Caroline tentava viabilizar seu nome ao Senado pelo PL, mas foi informada de que o partido reservará as duas vagas da chapa majoritária para Carlos Bolsonaro, filho do ex-presidente Jair Bolsonaro, e para o senador Esperidião Amin (PP), que buscará a reeleição. O arranjo decorre de um acordo nacional entre Valdemar e o presidente do PP, senador Ciro Nogueira (PI), que envolve outros estados, como o Rio Grande do Sul.

Caroline de Toni recusou oferta de vaga de vice na chapa de Jorginho Mello.

Caroline de Toni recusou oferta de vaga de vice na chapa de Jorginho Mello.Pedro Ladeira/Folhapress

Oferta recusada e ruptura

Para tentar conter a crise, Valdemar ofereceu à deputada alternativas para que desistisse da candidatura ao Senado. Entre elas, a vaga de vice-governadora em uma eventual chapa de reeleição do governador Jorginho Mello (PL) e, em outro momento, a promessa de liderança do PL na Câmara a partir de 2027, caso Caroline disputasse a reeleição como deputada federal.

A parlamentar recusou as propostas. Segundo aliados, ela considerou que aceitar a vice significaria abrir mão de um projeto político próprio e chancelar uma decisão tomada sem consulta às bases do partido em Santa Catarina.

Antes do anúncio da decisão, a deputada havia dito que seis partidos a haviam procurado para filiá-la: Avante, Podemos, PRD, Novo, MDB e PSD.

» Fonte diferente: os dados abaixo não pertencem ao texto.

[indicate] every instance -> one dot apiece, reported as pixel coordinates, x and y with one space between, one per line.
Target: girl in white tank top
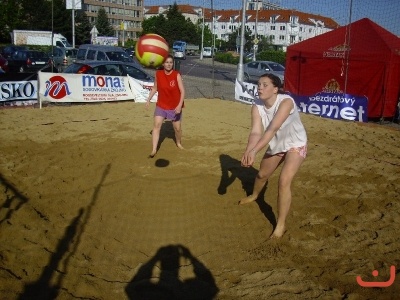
275 123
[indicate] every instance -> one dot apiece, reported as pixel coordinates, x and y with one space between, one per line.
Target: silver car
254 69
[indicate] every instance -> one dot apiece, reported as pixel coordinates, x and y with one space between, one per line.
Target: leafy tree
82 28
103 26
172 26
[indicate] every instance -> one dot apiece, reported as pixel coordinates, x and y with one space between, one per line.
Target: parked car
28 61
130 52
63 57
8 50
207 52
3 64
110 68
254 69
179 54
88 52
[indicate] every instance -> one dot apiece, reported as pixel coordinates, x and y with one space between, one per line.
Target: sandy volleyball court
86 214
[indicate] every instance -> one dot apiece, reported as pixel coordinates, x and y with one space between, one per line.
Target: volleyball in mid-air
151 50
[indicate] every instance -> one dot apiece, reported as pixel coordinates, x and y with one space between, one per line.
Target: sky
385 13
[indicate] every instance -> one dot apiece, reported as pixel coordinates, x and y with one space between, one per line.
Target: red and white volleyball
151 50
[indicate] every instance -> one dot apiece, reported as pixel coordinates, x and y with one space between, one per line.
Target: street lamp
255 46
123 26
239 75
202 36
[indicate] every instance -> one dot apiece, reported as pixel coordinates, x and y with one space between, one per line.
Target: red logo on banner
57 87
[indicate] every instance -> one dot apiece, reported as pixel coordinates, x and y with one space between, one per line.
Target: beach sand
86 214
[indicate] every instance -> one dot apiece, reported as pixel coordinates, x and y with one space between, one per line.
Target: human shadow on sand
14 200
231 170
173 273
166 131
50 282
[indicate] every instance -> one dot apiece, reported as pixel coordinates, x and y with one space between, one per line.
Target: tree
103 26
82 28
172 27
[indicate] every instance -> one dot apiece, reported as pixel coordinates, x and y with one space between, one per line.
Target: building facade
282 27
125 16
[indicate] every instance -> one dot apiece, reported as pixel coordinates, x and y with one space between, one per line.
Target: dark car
28 61
254 69
7 51
110 68
63 57
3 64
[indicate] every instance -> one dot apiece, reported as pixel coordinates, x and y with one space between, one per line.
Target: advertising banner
337 106
63 87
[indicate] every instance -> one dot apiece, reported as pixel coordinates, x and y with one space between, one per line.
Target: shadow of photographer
173 273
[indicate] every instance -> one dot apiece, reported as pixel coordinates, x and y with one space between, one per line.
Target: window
90 54
101 55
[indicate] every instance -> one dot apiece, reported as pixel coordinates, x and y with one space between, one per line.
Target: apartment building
283 27
125 16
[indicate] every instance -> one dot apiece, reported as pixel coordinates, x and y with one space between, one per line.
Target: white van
207 52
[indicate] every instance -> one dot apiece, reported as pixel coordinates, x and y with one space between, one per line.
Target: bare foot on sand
278 232
248 199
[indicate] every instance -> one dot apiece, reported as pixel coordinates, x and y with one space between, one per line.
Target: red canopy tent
361 59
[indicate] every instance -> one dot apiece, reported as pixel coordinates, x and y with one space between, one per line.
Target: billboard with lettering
365 63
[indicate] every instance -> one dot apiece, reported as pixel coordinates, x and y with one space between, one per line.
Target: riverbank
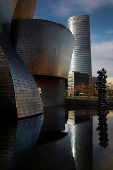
85 102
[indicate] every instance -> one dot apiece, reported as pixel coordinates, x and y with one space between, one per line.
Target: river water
61 139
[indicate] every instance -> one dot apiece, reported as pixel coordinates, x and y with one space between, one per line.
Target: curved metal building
81 57
46 48
19 96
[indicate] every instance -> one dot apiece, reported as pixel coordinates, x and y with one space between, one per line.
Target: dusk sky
101 25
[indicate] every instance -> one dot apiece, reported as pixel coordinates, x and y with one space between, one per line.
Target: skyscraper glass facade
81 57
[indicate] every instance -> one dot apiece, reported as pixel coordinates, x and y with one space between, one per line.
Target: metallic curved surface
44 46
81 57
6 12
18 92
24 9
17 142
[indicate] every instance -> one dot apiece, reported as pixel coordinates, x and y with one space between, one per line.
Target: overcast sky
101 25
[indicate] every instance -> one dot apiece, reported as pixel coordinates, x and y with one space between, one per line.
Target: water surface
69 139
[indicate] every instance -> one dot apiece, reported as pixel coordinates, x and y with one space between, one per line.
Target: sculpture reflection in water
103 128
17 142
53 149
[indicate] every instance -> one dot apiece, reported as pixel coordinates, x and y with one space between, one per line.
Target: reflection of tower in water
80 134
103 128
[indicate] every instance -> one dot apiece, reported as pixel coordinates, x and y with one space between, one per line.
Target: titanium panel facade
6 12
18 91
44 46
24 9
52 90
81 57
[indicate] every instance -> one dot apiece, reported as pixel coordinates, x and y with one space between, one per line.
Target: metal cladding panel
52 90
81 57
20 90
17 142
44 46
24 9
6 12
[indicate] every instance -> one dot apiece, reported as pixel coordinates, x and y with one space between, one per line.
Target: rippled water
69 139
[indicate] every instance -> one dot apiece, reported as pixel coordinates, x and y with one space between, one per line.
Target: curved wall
24 9
18 90
81 57
6 12
19 95
44 46
52 90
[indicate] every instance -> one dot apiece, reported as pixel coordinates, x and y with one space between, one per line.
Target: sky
101 25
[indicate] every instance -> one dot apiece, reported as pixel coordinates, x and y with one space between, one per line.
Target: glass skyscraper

Conflito com a direção nacional

A decisão de Caroline de Toni expõe um divisão entre a direção nacional do PL e lideranças locais em Santa Catarina. Na terça-feira (3), durante evento em Brasília, o governador Jorginho Mello declarou publicamente que seus candidatos ao Senado seriam Caroline e Carlos Bolsonaro, defendendo uma chapa "pura" do PL.

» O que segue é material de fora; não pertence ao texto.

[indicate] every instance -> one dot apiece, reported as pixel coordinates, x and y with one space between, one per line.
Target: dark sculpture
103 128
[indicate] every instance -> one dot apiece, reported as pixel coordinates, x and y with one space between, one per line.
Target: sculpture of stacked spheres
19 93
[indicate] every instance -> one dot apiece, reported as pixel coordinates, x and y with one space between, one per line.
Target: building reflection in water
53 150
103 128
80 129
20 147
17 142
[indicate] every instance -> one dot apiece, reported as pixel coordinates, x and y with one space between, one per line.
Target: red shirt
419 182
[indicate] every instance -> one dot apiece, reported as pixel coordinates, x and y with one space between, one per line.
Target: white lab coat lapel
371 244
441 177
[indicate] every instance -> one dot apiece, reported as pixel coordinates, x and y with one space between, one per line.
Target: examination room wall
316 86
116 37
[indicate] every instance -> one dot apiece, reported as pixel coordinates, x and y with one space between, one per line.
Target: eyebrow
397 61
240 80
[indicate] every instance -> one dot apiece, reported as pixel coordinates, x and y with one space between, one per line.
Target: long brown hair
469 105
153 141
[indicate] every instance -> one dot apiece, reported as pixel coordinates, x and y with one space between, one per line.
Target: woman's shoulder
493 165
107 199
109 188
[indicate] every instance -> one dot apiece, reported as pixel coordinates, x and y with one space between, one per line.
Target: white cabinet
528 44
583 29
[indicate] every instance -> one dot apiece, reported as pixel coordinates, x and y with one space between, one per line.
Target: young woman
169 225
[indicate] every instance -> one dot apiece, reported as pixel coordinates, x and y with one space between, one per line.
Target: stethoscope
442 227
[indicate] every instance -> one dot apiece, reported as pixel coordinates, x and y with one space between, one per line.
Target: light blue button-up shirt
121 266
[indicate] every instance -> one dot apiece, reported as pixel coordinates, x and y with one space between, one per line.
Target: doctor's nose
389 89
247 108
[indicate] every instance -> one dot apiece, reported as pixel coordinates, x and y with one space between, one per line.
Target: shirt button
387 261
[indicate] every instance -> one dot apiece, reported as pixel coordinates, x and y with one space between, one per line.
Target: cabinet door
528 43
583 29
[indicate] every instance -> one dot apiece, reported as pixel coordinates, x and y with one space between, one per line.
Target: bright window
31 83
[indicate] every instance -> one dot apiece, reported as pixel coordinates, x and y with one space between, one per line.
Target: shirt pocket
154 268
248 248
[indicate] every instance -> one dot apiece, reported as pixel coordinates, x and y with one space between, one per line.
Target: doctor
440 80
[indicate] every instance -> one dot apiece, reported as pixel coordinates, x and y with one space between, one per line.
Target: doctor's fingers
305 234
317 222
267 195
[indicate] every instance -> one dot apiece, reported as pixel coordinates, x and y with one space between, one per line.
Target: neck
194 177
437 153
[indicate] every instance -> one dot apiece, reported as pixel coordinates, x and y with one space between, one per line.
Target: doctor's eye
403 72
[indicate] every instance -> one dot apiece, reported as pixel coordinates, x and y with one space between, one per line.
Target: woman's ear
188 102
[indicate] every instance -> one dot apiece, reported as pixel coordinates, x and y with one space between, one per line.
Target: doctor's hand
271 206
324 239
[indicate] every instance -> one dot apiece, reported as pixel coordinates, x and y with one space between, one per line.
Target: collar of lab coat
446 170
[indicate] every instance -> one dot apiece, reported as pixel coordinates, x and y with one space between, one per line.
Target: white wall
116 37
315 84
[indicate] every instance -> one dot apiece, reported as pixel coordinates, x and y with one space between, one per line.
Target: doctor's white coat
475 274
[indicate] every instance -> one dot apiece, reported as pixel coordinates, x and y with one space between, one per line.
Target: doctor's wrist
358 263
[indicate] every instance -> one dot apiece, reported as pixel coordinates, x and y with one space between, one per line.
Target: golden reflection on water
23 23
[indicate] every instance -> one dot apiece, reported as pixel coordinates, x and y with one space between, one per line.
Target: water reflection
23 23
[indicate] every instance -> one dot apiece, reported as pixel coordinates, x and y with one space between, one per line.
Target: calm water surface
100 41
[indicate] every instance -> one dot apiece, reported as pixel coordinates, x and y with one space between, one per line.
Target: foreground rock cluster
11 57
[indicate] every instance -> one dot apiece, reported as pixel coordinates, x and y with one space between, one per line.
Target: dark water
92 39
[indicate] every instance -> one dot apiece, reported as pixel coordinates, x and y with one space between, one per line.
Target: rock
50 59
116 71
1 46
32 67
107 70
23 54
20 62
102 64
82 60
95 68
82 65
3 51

Valdemar, no entanto, ameaçou intervir no diretório estadual para assegurar a vaga de Esperidião Amin, caso o governador insista em contrariar o acordo nacional com o PP. O movimento esvazia o discurso de autonomia estadual e ampliou o desgaste com a deputada.

Apoio de Michelle Bolsonaro

Ainda nessa quarta-feira, a ex-primeira-dama Michelle Bolsonaro manifestou apoio explícito a Caroline de Toni. Em publicação nas redes sociais, Michelle divulgou imagens ao lado da deputada e de Jair Bolsonaro, acompanhadas da mensagem "estaremos com você".

O gesto foi interpretado por aliados como um sinal de desconforto da família Bolsonaro com a condução do caso por Valdemar, embora Carlos Bolsonaro siga como o nome preferencial do partido para o Senado em Santa Catarina.

Em 2026, Santa Catarina elegerá dois de seus três senadores. Além de Carlos Bolsonaro e Esperidião Amin, outros nomes devem entrar na disputa, como Gilson Marques (Novo) e Décio Lima (PT). A eventual candidatura de Caroline de Toni por outra legenda tende a fragmentar ainda mais o campo da direita no estado.